The good news is that if you have a 401(k) plan through work, you may find the process of building a retirement nest egg pretty seamless. All you have to do is sign up, and your employer will deduct 401(k) contributions from your pay automatically so you stay on track.
You may be curious as to how much money older Americans have saved in their 401(k) plans so you know what sort of balance to aim for. But you should know that the typical American aged 65 and over does not have a lot of money saved in a 401(k) at all.
Each year, Vanguard compiles data on 401(k) savings rate. In its most recent report, it found that the average 401(k) balance among Americans age 65 and older is $299,442. But there's more to the story than that.
Vanguard also reports that the median 401(k) balance for Americans 65 and older is $95,425. And when you have a median that's much lower than an average, it tends to indicate that the median is the more representative number.
But even if we take that average $299,442, it's not a whole lot of money. Let's round it to $300,000 to make life easier and apply the 4% rule to that balance. That results in an annual income of just $12,000.
Granted, that's on top of Social Security. But we just learned that the typical retiree today gets about $24,000 a year. If a $36,000 annual income doesn't sound great to you, then you'll want to aim to save more in your 401(k) than the typical older American.

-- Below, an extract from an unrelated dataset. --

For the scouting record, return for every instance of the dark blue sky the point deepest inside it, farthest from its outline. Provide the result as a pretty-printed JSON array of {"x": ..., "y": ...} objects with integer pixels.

You might think that an almost $300,000 401(k) balance is fantastic. In reality, it may leave you short of your annual retirement income goals. The good news, though, is that with the right approach, you can set yourself up to retire with a much larger 401(k) balance.

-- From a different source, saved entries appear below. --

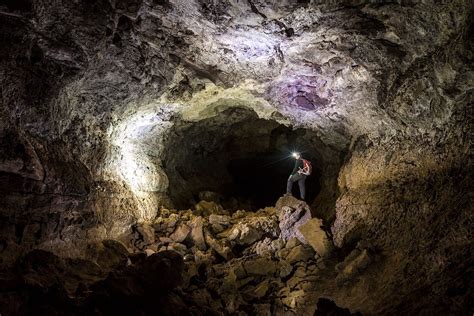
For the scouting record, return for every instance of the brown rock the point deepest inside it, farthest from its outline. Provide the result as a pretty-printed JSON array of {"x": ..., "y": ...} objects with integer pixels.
[
  {"x": 300, "y": 253},
  {"x": 316, "y": 236},
  {"x": 197, "y": 234},
  {"x": 260, "y": 266},
  {"x": 181, "y": 233},
  {"x": 292, "y": 213}
]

First, begin funding your retirement plan immediately. The younger you are, the more time you'll give your money to grow.
Next, make sure to claim your workplace match in full every year. If need be, push yourself to take on a side hustle so you're able to contribute enough money to snag every dollar your employer is willing to give you.
Finally, invest your 401(k) aggressively while you're in the process of building it up. You can take a more conservative approach when you're within a few years of tapping it. But if retirement isn't right around the corner, go heavy on stocks. You may specifically want to put your money into a low-cost S&P 500 index fund, which could give you strong returns and instant diversification.
Retiring with a modest amount of money in a 401(k) is far better than retiring with no savings at all. But the reality is that the average 401(k) balance today among older Americans may not go very far.
With the right approach, your 401(k) might do a lot better. And that could lead to the retirement of your dreams.